Cass crim 4 mars 2008 N° de pourvoi : 07-81108 Publié au bulletin

Des fonctionnaires de la DDASS peuvent-ils être rendus responsables de la mort d’un élu tué par un déséquilibré mental dès lors, que conscients de sa dangerosité, ils se sont abstenus de solliciter son hospitalisation d’office ? [1]

En septembre 1996, l’adjoint au maire d’une commune des Yvelines (600 habitants) est tué par balles par un déséquilibré mental. La procédure ouverte pour meurtre est classée sans suite : un rapport établi par un médecin psychiatre désigné par le procureur de la République conclut en effet que l’auteur des coups de feu était atteint, au moment des faits, d’un trouble psychique ayant aboli son discernement et nécessitant son hospitalisation d’office. Les ayants droit de l’élu portent plainte et se constituent parties civiles.

A l’issue de l’information judiciaire, l’irresponsabilité pénale de l’auteur principal est confirmée. Mais deux fonctionnaires de la direction départementale des affaires sanitaires et sociales des Yvelines sont renvoyés devant le tribunal correctionnel du chef d’homicide involontaire. Il leur est reproché, alors qu’ils "étaient largement informés de l’état physique et mental, du caractère asocial, du refus obstiné de communiquer et de l’état délirant et armé de Robert A..." de s’être contentés de préconiser une mise sous tutelle d’urgence au lieu "de saisir immédiatement un médecin psychiatre afin de poser clairement la question de la nécessité de l’hospitalisation d’office de l’intéressé".
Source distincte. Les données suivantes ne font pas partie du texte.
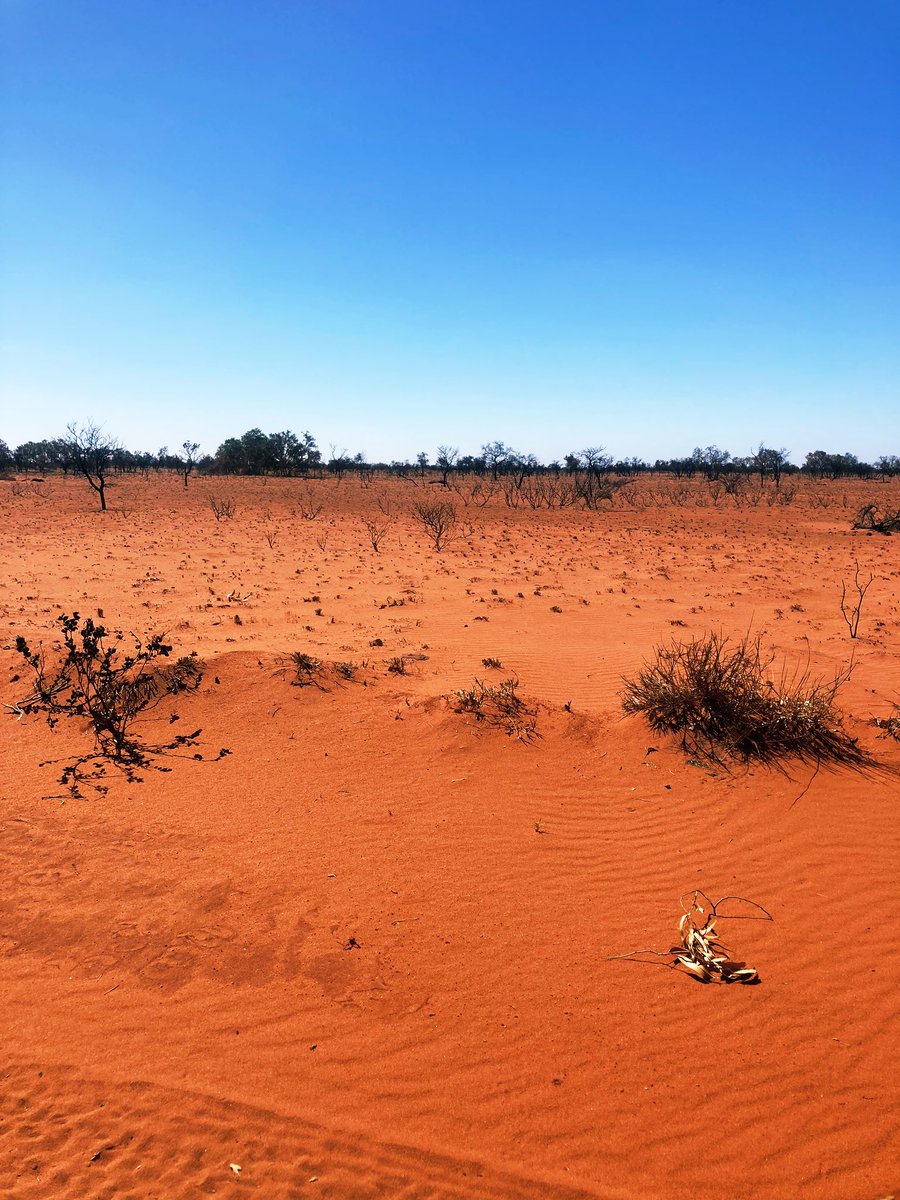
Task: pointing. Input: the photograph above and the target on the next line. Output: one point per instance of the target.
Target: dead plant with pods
(701, 953)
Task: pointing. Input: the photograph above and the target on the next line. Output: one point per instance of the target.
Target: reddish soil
(367, 954)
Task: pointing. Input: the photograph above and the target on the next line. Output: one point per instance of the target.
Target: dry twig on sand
(701, 952)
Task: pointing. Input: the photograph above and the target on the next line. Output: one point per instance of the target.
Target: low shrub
(499, 706)
(871, 519)
(723, 701)
(93, 676)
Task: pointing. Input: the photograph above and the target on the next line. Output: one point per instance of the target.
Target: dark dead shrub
(499, 706)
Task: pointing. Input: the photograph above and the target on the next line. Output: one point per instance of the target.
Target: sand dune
(366, 954)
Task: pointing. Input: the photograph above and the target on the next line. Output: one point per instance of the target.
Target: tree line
(90, 451)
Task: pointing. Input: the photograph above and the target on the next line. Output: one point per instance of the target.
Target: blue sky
(641, 223)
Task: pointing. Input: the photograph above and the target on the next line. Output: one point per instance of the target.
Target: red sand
(366, 954)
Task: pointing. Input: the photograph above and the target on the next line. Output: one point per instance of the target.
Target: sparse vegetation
(723, 702)
(852, 603)
(222, 507)
(307, 669)
(438, 519)
(499, 706)
(94, 678)
(875, 520)
(889, 725)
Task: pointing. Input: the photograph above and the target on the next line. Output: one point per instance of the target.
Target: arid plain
(369, 952)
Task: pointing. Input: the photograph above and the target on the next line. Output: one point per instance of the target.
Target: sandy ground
(366, 954)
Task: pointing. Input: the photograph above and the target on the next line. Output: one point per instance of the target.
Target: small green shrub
(499, 706)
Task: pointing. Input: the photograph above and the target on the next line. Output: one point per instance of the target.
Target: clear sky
(641, 223)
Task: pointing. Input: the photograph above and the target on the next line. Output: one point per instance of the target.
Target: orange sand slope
(366, 954)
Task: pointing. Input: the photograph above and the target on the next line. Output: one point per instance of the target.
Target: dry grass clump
(701, 952)
(499, 706)
(723, 702)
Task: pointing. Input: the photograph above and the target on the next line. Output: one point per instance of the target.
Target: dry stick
(811, 780)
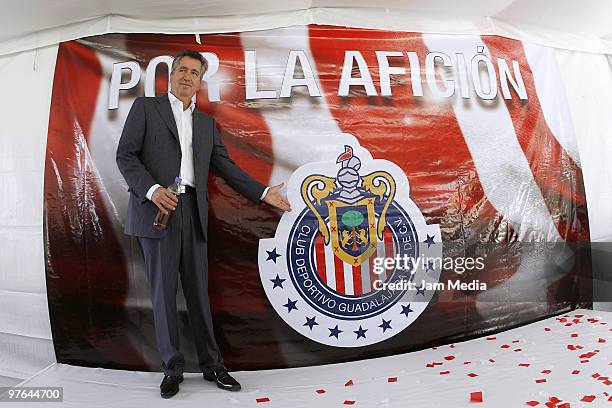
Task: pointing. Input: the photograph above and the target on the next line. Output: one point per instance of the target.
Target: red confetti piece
(476, 396)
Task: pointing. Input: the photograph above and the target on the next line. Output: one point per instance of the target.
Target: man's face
(185, 79)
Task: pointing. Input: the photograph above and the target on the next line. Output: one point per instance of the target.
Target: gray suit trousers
(181, 251)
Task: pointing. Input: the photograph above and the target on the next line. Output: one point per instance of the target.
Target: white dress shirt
(184, 124)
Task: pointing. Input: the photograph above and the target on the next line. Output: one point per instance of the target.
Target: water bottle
(162, 220)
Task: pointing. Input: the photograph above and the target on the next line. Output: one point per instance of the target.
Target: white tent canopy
(566, 24)
(30, 31)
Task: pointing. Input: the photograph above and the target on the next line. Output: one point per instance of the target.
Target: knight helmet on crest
(351, 209)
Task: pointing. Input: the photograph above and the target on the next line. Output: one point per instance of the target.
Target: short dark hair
(191, 54)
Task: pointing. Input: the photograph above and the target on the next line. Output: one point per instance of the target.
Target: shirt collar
(174, 100)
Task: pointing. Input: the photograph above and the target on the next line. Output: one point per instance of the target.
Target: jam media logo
(320, 271)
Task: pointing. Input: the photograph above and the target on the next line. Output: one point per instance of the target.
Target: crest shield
(353, 230)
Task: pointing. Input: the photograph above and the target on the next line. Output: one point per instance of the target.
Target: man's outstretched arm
(240, 181)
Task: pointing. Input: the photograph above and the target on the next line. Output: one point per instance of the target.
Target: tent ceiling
(561, 23)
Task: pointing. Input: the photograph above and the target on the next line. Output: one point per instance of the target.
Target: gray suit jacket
(149, 152)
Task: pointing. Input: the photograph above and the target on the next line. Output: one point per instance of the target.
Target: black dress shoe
(169, 386)
(223, 379)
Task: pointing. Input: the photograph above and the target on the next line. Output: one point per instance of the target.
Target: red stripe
(320, 255)
(357, 280)
(389, 248)
(373, 276)
(419, 134)
(556, 174)
(339, 269)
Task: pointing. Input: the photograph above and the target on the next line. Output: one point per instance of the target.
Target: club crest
(320, 271)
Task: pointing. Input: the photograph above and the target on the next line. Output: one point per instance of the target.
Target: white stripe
(349, 287)
(380, 253)
(502, 167)
(551, 94)
(330, 269)
(302, 127)
(365, 276)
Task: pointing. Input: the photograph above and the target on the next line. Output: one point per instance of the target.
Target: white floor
(441, 378)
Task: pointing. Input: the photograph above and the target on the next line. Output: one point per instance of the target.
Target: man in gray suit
(165, 137)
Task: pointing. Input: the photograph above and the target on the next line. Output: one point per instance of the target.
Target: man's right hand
(164, 200)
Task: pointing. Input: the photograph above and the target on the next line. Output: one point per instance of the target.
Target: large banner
(435, 182)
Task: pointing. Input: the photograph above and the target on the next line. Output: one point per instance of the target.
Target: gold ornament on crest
(348, 204)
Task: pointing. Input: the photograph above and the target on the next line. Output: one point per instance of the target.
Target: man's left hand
(276, 199)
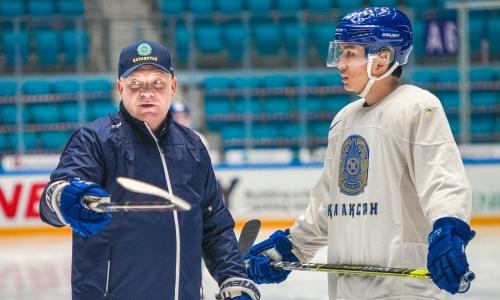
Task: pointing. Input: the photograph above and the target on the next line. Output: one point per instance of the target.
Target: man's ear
(174, 85)
(382, 63)
(119, 86)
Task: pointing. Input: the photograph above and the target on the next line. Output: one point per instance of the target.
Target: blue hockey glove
(446, 259)
(82, 220)
(277, 248)
(238, 289)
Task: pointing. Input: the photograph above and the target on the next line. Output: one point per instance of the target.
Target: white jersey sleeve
(310, 231)
(440, 180)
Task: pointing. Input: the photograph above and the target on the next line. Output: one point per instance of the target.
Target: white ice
(39, 268)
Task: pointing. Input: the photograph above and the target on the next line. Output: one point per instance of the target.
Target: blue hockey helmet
(376, 29)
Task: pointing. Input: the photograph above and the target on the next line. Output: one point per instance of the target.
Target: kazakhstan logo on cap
(144, 49)
(353, 167)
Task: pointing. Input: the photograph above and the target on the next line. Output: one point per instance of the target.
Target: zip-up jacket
(147, 255)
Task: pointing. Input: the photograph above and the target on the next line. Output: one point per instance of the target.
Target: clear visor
(347, 54)
(353, 55)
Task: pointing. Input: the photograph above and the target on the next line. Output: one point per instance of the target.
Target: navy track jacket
(134, 257)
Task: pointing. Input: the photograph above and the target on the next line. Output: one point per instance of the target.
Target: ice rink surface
(39, 267)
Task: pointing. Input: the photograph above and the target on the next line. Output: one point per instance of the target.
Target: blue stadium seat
(66, 86)
(350, 4)
(8, 114)
(264, 131)
(449, 99)
(476, 30)
(8, 88)
(54, 140)
(47, 47)
(41, 8)
(311, 104)
(43, 113)
(233, 132)
(448, 75)
(266, 37)
(291, 131)
(259, 6)
(291, 32)
(484, 98)
(483, 124)
(4, 143)
(30, 140)
(389, 3)
(98, 85)
(493, 25)
(319, 5)
(481, 74)
(70, 112)
(289, 5)
(173, 7)
(277, 105)
(234, 35)
(422, 76)
(419, 4)
(97, 109)
(9, 41)
(12, 8)
(230, 7)
(208, 38)
(201, 8)
(319, 129)
(36, 87)
(254, 107)
(215, 106)
(72, 40)
(182, 38)
(70, 7)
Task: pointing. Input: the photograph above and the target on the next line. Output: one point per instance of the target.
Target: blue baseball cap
(144, 53)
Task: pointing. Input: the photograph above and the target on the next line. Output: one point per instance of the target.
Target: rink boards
(276, 194)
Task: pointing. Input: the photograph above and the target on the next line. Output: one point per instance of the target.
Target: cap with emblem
(144, 53)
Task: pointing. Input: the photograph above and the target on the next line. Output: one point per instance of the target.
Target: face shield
(356, 54)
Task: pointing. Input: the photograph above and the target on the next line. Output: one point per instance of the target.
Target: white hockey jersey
(390, 171)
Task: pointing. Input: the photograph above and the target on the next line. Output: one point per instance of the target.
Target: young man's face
(147, 94)
(352, 66)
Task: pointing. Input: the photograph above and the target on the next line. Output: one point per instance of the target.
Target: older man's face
(147, 94)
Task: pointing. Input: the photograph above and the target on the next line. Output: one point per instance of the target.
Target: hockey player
(146, 255)
(393, 191)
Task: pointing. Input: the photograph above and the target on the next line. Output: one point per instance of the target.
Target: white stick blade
(141, 187)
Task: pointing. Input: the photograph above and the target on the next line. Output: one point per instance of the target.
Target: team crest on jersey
(353, 169)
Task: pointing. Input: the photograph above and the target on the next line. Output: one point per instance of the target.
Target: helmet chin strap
(371, 78)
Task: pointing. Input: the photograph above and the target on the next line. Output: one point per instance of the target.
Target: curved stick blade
(141, 187)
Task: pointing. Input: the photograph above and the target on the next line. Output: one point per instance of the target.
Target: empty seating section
(50, 110)
(271, 28)
(275, 103)
(46, 34)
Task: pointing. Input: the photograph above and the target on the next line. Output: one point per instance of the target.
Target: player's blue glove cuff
(446, 259)
(277, 248)
(82, 220)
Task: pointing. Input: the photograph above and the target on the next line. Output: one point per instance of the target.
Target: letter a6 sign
(19, 199)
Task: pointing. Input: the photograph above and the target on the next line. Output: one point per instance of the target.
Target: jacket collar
(140, 126)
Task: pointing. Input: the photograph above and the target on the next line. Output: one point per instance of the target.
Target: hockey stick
(465, 281)
(248, 234)
(173, 203)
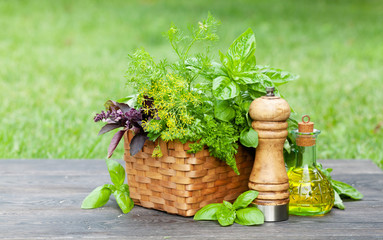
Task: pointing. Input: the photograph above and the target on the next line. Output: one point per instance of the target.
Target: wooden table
(40, 199)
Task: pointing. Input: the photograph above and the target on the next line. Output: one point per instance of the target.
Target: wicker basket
(182, 183)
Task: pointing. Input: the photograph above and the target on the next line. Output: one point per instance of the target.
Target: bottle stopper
(305, 132)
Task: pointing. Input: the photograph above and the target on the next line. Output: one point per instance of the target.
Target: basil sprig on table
(239, 212)
(100, 195)
(341, 189)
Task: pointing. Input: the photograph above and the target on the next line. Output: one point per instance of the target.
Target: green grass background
(61, 60)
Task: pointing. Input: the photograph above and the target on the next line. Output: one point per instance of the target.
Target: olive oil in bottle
(311, 192)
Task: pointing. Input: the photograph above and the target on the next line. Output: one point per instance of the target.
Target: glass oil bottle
(311, 192)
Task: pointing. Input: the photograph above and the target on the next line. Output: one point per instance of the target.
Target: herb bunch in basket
(194, 98)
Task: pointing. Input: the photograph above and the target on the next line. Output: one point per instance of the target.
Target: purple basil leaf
(137, 143)
(109, 127)
(110, 105)
(123, 106)
(115, 140)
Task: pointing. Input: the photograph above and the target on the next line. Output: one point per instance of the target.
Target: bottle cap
(305, 128)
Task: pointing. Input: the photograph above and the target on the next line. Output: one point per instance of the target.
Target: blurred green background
(61, 60)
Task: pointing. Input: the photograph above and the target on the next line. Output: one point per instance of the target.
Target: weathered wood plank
(42, 198)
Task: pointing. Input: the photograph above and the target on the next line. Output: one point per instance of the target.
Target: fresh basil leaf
(249, 138)
(338, 201)
(137, 143)
(116, 172)
(255, 94)
(245, 199)
(246, 77)
(224, 88)
(250, 216)
(115, 141)
(223, 111)
(226, 216)
(227, 204)
(109, 127)
(257, 87)
(225, 61)
(278, 76)
(124, 201)
(346, 190)
(97, 198)
(153, 136)
(242, 50)
(245, 106)
(124, 188)
(208, 212)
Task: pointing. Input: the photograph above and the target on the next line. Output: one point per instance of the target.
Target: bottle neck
(306, 156)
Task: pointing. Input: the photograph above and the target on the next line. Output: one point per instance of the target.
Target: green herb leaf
(124, 201)
(224, 88)
(116, 172)
(223, 111)
(346, 190)
(278, 76)
(249, 216)
(338, 201)
(124, 188)
(249, 138)
(227, 204)
(208, 212)
(97, 198)
(245, 199)
(225, 215)
(241, 51)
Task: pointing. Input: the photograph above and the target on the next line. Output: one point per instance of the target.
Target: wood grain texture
(268, 176)
(40, 199)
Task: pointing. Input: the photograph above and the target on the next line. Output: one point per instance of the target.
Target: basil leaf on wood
(124, 188)
(208, 212)
(338, 201)
(223, 111)
(124, 201)
(249, 216)
(116, 172)
(225, 215)
(346, 190)
(115, 140)
(97, 198)
(224, 88)
(249, 137)
(227, 204)
(245, 199)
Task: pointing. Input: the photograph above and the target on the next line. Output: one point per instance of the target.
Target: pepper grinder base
(275, 213)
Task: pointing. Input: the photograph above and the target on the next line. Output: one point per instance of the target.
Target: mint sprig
(239, 212)
(100, 195)
(341, 189)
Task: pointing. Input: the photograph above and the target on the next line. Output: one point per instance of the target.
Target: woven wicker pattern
(182, 183)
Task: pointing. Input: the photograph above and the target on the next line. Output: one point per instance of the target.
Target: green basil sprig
(100, 195)
(341, 189)
(239, 212)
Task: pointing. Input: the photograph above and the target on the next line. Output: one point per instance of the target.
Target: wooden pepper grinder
(269, 177)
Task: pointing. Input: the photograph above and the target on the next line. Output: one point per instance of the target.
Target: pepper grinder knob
(268, 176)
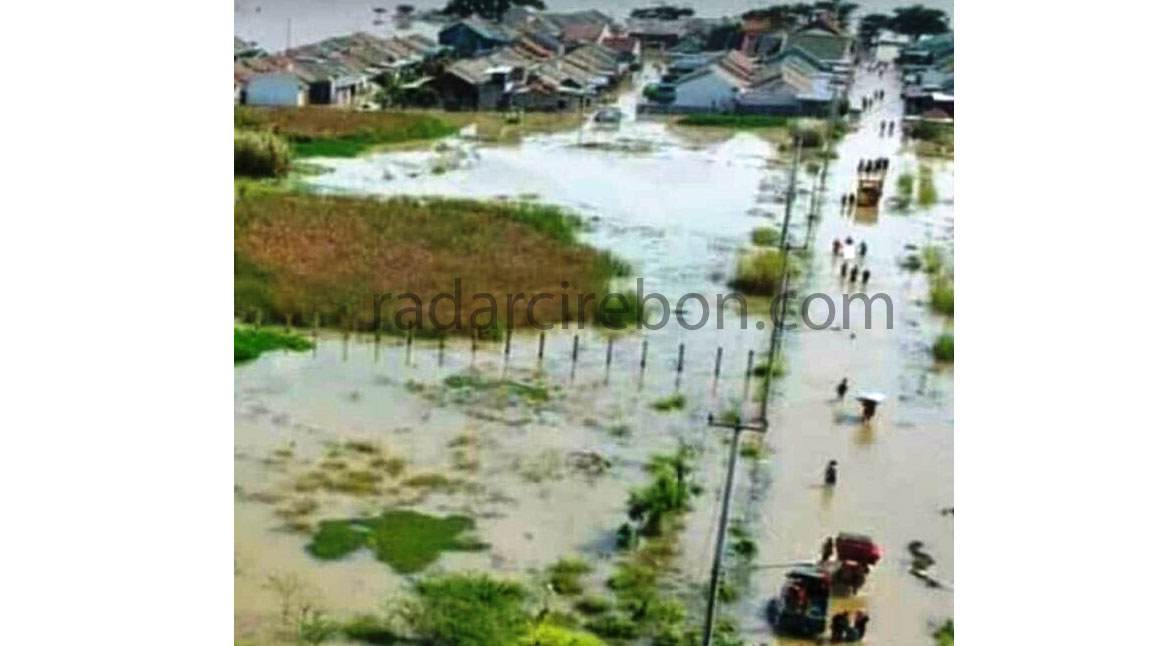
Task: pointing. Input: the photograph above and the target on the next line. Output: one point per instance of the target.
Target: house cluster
(533, 60)
(529, 60)
(338, 71)
(765, 69)
(927, 77)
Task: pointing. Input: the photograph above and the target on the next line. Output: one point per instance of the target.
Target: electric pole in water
(761, 425)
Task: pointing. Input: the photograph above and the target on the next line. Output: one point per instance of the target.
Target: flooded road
(678, 208)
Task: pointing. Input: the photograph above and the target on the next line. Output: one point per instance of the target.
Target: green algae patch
(406, 540)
Les deux fonctionnaires sont relaxés en première instance. Faute d’appel du parquet, la relaxe au pénal devient définitive. Saisie par les seules parties civiles, il appartient néanmoins à la Cour d’appel de vérifier si l’infraction est caractérisée pour accorder le cas échéant des dommages-intérêts.

Dans un arrêt du 30 janvier 2007 la Cour d’appel de Versailles estime que le comportement des deux fonctionnaires est bien constitutif d’une faute pénale : "il est inacceptable que les personnes qui avaient les pouvoirs, les moyens et les compétences pour mettre en oeuvre une procédure permettant de déboucher à court terme sur l’hospitalisation de Robert A... se soient abstenues d’accomplir les diligences adéquates afin de faire cesser la situation lamentable et dangereuse dont elles avaient connaissance". Constatant néanmoins que la faute commise n’est pas détachable de l’exercice des fonctions, la Cour invite les parties civiles à mieux se pourvoir devant les juridictions administratives. La Cour de cassation casse et annule cet arrêt : pour considérer que les fonctionnaires avaient bien commis le délit d’homicide involontaire , les magistrats auraient dû "rechercher si la saisine d’un médecin psychiatre aurait nécessairement conduit à une hospitalisation d’office de Robert A...". Autrement dit le lien de causalité entre la faute commise par les fonctionnaires et la mort de l’adjoint au maire n’est pas certain.